Des niveaux alarmants de pesticides mesurés dans les sols et les vers de terre

C'est la conclusion à laquelle sont arrivés des chercheurs de l'INRAE et du CNRS, emmenés par Celine Pelosi. Ces résultats ont été publiés en ligne fin septembre dans la revue « Agriculture, Ecosystems and Environment ».

L'étude a été menée au printemps 2016 dans la région de Chizé (Deux-Sèvres), sur les 450 km2 de la zone atelier Plaine & Val de Sèvre (CNRS & INRAE), une grande plaine céréalière dédiée à l'étude des interactions entre les activités agricoles et l'environnement.

Les auteurs ont analysé 180 échantillons de sol et 155 vers de terre, dont respectivement 60 et 52 issus de parcelles de céréales (les autres provenant de prairies et de haies) pour y rechercher la présence de 31 pesticides couramment utilisés (insecticides, fongicides et herbicides), dont 29 sont actuellement autorisés en agriculture (l'herbicide acetochlor et l'insecticide bifenthrine sont interdits depuis 2013).

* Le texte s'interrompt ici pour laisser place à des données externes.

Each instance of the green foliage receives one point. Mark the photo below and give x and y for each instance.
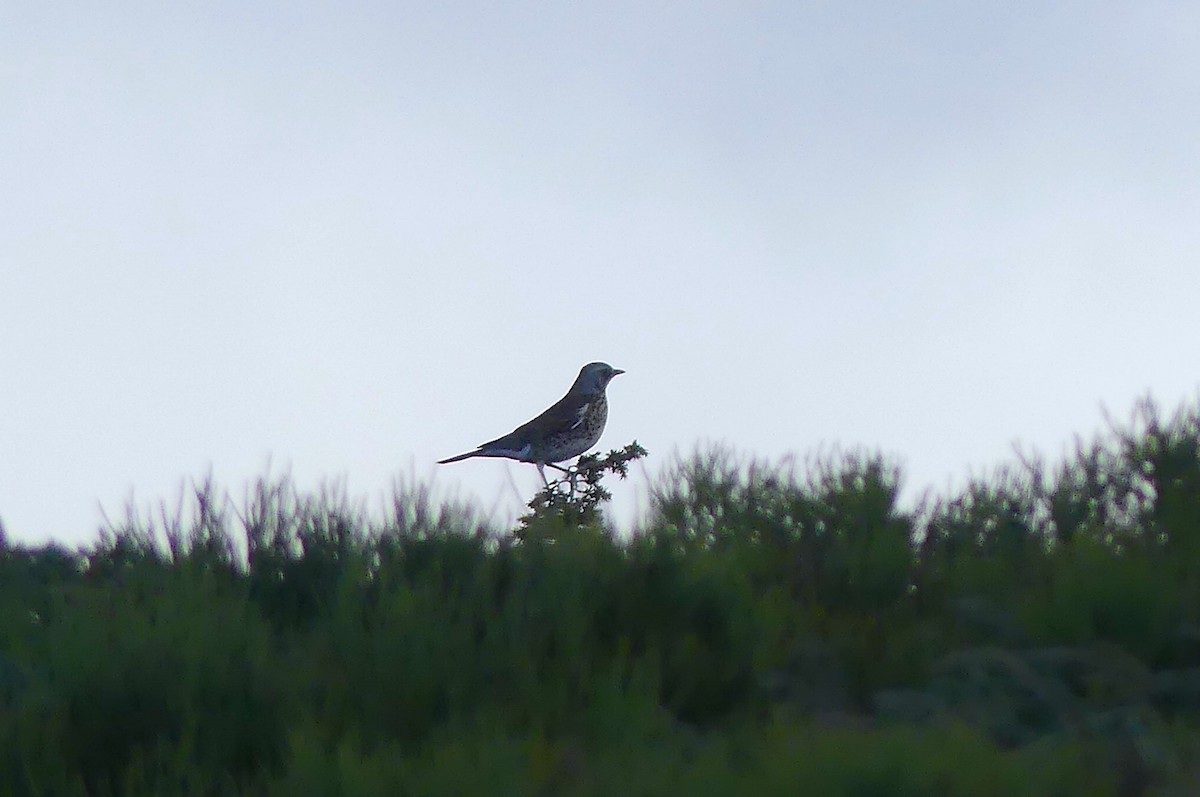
(769, 629)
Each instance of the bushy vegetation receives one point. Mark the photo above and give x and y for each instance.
(769, 629)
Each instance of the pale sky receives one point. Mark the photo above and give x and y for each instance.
(351, 239)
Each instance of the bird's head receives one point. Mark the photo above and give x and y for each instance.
(594, 377)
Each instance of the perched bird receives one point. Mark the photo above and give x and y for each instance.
(568, 429)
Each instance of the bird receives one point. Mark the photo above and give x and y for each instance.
(570, 426)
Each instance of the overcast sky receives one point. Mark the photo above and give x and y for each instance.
(352, 239)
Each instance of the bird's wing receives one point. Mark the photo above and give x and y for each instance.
(564, 414)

La collecte de vers de terre s'est focalisée sur l'espèce Allolobophora chlorotica, bien représentée dans ce paysage et vivant à la surface du sol (espèce épi-endogé). Entre 0 et 10 spécimens ont été collectés par site (aucun ver trouvé sur 25 des 180 sites).

Prélèvement d'échantillon (photo Celine Pelosi)

 

Conclusion : la totalité des prélèvements analysés (sol et vers de terre) contiennent au moins une des substances recherchées, et 90 % contiennent un mélange d'au moins un insecticide, un fongicide et un herbicide. 27 des 31 molécules recherchées ont été retrouvées dans les sols et 18/31 dans les vers de terre. Il a été observé en moyenne 3,5 pesticides/ver de terre et 8,5 pesticides/échantillon de sol.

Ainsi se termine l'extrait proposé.